Comprehensive uncertainty analysis of a Wiebe function-based combustion model for pilot-ignited natural gas engines

Abstract

This paper presents a comprehensive uncertainty analysis of a Wiebe function-based combustion model for advanced low-pilot-ignited natural gas (ALPING) combustion in a single-cylinder research engine. The sensitivities, uncertainty magnification factors (UMFs), and uncertainty percentage contributions (UPCs) of different experimental input variables and model parameters were investigated. First, the Wiebe function model was validated against experimental heat release/mass burned fraction profiles and cylinder pressure histories for three pilot injection timings (start of injection (SOI)): −20°, −40°, and −60° after top dead center (ATDC). Second, the sensitivities and UMFs of predicted cylinder pressure histories were determined. Finally, crank angle-resolved uncertainties were quantified and mapped as ‘uncertainty bounds’ in predicted pressures, which were compared with measured pressure curves with error bars for cyclic variations. The Wiebe function-based combustion model with a quadratic interpolation equation for the specific heat ratio ( γ) provided reasonable cylinder pressure and heat release/mass burned fraction predictions for all SOIs (better for −20° and −60° ATDC SOIs compared with −40° ATDC).
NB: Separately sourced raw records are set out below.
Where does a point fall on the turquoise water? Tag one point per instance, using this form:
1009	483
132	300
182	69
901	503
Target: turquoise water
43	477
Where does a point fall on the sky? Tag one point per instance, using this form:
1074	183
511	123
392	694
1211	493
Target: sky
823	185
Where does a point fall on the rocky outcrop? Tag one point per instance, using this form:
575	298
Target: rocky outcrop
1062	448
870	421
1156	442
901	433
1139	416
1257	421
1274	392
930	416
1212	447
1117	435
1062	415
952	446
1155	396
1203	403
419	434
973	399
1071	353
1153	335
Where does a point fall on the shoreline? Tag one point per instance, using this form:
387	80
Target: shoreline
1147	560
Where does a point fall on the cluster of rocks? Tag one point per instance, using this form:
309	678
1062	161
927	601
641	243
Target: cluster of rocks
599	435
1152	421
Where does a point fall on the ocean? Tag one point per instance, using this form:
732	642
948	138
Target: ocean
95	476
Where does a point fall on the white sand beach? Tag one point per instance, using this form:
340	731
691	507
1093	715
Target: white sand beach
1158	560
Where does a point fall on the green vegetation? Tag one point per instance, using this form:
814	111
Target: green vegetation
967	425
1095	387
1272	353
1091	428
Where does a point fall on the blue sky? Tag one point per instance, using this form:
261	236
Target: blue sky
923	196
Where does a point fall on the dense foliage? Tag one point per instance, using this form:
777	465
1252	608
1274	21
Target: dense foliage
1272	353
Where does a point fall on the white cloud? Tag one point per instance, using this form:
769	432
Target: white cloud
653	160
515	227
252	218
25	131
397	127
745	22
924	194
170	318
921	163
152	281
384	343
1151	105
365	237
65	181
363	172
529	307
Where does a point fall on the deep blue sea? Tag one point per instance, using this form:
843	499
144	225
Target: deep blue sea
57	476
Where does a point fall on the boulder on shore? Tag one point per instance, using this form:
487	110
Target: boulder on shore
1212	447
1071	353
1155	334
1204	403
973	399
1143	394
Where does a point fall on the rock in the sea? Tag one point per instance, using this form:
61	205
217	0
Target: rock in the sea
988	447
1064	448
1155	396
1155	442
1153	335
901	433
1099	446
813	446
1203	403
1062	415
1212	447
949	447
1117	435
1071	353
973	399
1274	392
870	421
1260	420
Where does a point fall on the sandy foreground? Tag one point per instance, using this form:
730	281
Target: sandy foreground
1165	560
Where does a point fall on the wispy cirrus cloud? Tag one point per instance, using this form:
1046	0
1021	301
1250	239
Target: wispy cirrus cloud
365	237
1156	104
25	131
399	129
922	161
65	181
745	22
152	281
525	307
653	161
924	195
Uncertainty analysis results indicated that γ (parameters in the quadratic interpolation equation), compression ratio, mass and lower heating value of natural gas trapped in the cylinder, overall trapped mass, and ignition delay were important contributors to the overall uncertainty in predicted cylinder pressures. For all SOIs, γ exhibited the highest UPC values (80–90 per cent) and therefore, γ must be determined with the minimum possible uncertainty to ensure satisfactory predictions of cylinder pressure histories. While the importance of γ in single-zone combustion models is well recognized, the specific contribution of the present analysis is quantification of the crank angle-resolved UPCs of γ and other model parameters to the overall model uncertainty. In this paper, it is shown that uncertainty analysis provides a unique methodology for quantitative validation of crank angle-resolved predictions from any type of engine combustion model with the corresponding experimental results. It is also shown that uncertainties in both predicted and measured cylinder pressures and heat release rates must be considered while validating any engine combustion model.